Investigation has revealed some faulty gauges, however, it appears that the complaints may be largely psychological in nature. This may be because at normal operating temperatures the needle is positioned vertically or to the right of center and under extreme conditions the needle may be positioned physically close to the "Hot" mark although coolant temperature is within safe limits.
In production for 1966, the temperature gauge has been recalibrated so that at any given temperature the needle will be positioned further to the left, hence farther from the "Hot" mark. Under normal operating conditions the needle will be positioned to the left of center and extreme conditions will give a needle position at the center or right center of the gauge.
The gauge when available, may be used in the field as a replacement for the present gauge to alleviate owner complaints of high or erroneous gauge readings. Under no condition should any type of resistor be used to recalibrate either the new or present gauge.

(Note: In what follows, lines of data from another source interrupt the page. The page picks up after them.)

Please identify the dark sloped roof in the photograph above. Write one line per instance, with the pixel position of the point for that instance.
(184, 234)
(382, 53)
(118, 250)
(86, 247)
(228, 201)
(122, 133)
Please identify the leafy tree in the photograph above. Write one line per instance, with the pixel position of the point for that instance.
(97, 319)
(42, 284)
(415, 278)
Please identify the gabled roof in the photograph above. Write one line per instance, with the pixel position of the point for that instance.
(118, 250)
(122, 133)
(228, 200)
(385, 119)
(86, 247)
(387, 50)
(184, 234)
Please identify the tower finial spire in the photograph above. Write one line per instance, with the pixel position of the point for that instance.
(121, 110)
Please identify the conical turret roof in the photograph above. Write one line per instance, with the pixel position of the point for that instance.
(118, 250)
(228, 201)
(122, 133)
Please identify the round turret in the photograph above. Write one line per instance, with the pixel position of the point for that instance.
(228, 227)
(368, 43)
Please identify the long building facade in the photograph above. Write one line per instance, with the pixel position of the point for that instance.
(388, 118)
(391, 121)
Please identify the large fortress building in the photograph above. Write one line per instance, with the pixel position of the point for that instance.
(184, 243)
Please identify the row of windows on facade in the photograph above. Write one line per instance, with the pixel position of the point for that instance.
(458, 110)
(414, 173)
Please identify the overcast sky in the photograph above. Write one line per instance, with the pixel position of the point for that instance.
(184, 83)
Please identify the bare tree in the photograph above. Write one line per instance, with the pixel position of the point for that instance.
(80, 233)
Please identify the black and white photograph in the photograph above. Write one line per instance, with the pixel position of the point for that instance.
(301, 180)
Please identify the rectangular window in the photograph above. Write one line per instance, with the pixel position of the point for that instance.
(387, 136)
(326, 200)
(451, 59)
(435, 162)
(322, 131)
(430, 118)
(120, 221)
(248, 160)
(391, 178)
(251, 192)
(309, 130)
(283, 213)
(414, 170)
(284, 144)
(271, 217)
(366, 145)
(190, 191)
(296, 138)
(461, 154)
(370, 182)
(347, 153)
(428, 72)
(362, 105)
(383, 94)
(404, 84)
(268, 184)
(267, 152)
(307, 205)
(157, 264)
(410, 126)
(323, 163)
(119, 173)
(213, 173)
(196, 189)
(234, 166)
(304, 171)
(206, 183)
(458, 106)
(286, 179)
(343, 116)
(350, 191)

The gauge cannot be used as a replacement on 1963 and 1964 Corvettes because of a styling change to the gauge face.
Further GM information from 1965 discusses optimal cooling temps and the range of temps the system was designed to handle:
Model and Year: 1965 Corvette - 350 H.P Engine equipped with Factory A/C
Date: T.N. #7 - June 30, 1965
The following is an inquiry from Mr. Nick Pelster, Area Service Manager of the El Paso Zone, and my reply to his queries:
"I would like any available information on the approximate engine oil pressure and water temperature a '65 – 350 HP – air conditioned Corvette will run at at a given R.P.M.
I have an owner who has a Corvette who feels his unit should not run over 190° temperature with the air conditioning running. I have made every attempt to explain to this man that there is nothing wrong with his vehicle with no avail.
I have been told "Harrison" has a chart on the approximate satisfactory temperatures an engine should operate at."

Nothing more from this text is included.